Comment 5: Line 195-196: In general, the gel formed……………. This sentence should be rewritten.

Answer: Thank you for your suggestion. The sentence “In general, the gel formed after filtering is contained only 1% agar, the remaining 99% of the water has to be removed from the gel, either through a freeze-thaw process or by squeezing it out under pressure.” has been changed to “In general, the filtered agar solution contains about 1% agar, and the remaining 99% of the water must be removed from the gel by a freeze-thaw process or by dewatering extrusion process.”

Comment 6: Line203-204, Line 231, Line 252 and elsewhere: G. lemaneiformis (should be etalic)
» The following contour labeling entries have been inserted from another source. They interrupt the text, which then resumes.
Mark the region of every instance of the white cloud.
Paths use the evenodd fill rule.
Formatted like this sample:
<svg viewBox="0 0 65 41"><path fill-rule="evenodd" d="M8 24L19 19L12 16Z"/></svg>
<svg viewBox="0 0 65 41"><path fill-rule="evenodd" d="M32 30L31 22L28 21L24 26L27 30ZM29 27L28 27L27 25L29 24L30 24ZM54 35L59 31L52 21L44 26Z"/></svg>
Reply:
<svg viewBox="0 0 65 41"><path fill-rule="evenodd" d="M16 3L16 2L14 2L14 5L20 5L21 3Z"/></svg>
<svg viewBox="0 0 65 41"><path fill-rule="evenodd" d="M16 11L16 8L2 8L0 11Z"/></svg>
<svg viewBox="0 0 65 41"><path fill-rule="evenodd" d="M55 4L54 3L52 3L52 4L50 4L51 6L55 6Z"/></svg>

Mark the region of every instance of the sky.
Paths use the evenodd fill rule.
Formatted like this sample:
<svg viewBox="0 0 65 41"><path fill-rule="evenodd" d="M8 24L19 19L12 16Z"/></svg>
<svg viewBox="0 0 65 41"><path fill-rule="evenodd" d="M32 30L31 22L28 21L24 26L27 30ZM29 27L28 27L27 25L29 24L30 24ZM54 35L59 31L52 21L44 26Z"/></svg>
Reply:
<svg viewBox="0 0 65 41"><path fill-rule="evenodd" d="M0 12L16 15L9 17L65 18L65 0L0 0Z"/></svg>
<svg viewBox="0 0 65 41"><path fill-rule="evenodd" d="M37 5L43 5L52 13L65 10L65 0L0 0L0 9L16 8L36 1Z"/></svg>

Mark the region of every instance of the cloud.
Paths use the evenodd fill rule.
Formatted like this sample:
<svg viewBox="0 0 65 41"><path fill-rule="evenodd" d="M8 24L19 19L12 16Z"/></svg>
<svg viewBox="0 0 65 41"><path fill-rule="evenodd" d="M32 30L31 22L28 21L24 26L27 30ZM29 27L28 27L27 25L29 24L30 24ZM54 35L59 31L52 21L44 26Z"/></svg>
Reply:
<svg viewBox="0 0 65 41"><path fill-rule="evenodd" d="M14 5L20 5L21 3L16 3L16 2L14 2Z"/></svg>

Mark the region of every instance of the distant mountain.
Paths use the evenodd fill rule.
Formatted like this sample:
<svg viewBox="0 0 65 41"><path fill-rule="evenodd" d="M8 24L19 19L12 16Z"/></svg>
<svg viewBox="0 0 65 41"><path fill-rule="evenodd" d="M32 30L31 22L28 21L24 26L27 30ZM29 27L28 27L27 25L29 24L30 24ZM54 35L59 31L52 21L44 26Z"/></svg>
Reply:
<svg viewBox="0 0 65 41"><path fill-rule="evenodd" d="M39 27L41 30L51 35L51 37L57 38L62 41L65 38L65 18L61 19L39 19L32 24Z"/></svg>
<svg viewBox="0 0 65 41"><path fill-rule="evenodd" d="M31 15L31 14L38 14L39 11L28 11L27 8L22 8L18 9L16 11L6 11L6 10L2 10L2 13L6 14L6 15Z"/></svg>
Answer: Thank you for your comment. G. lemaneiformis has changed into G. lemaneiformis.

Comment 7: Line 281: agars (agar)

Answer: Thank you for your comment. This error has been corrected in the manuscript. As shown below,

“As shown in Fig. 4, an inverse correlation between the sulfate and 3,6-AG contents of agar was observed.”

Comment 8: Line 434: Figure 5(D) (Fig. 5D)

Answer: Thank you for your comment. This error has been corrected in the manuscript. As shown below,

“As shown in Fig. 5D, the band intensity was increased near 930 cm-1 by alkaline pretreatment, especially by 7% NaOH pretreatment.”

Comment 9: Line 439: Fig. D1 (Fig. 4D)

Answer: Thank you for your comment. This error has been corrected in the manuscript. As shown below,

“The results were consistent with the content of 3, 6-AG determined by 7% NaOH (alkali extraction) and 3% NaOH (enzyme assisted alkali extraction) pretreatment with agar colorimetry (Fig. 4D₁).”

Comment 10: Line 531: Chronologically Figure 1 should be Figure 6.

Answer: Thank you for your comment. This error has been corrected in the manuscript.

Author Response File: Author Response.pdf

Round 2

Reviewer 1 Report

Can you reduce the font size of table 1 so that the numbers fall in a single line? Or perhaps you can split the table in to two or more. In its current format, the table looks very cluttered.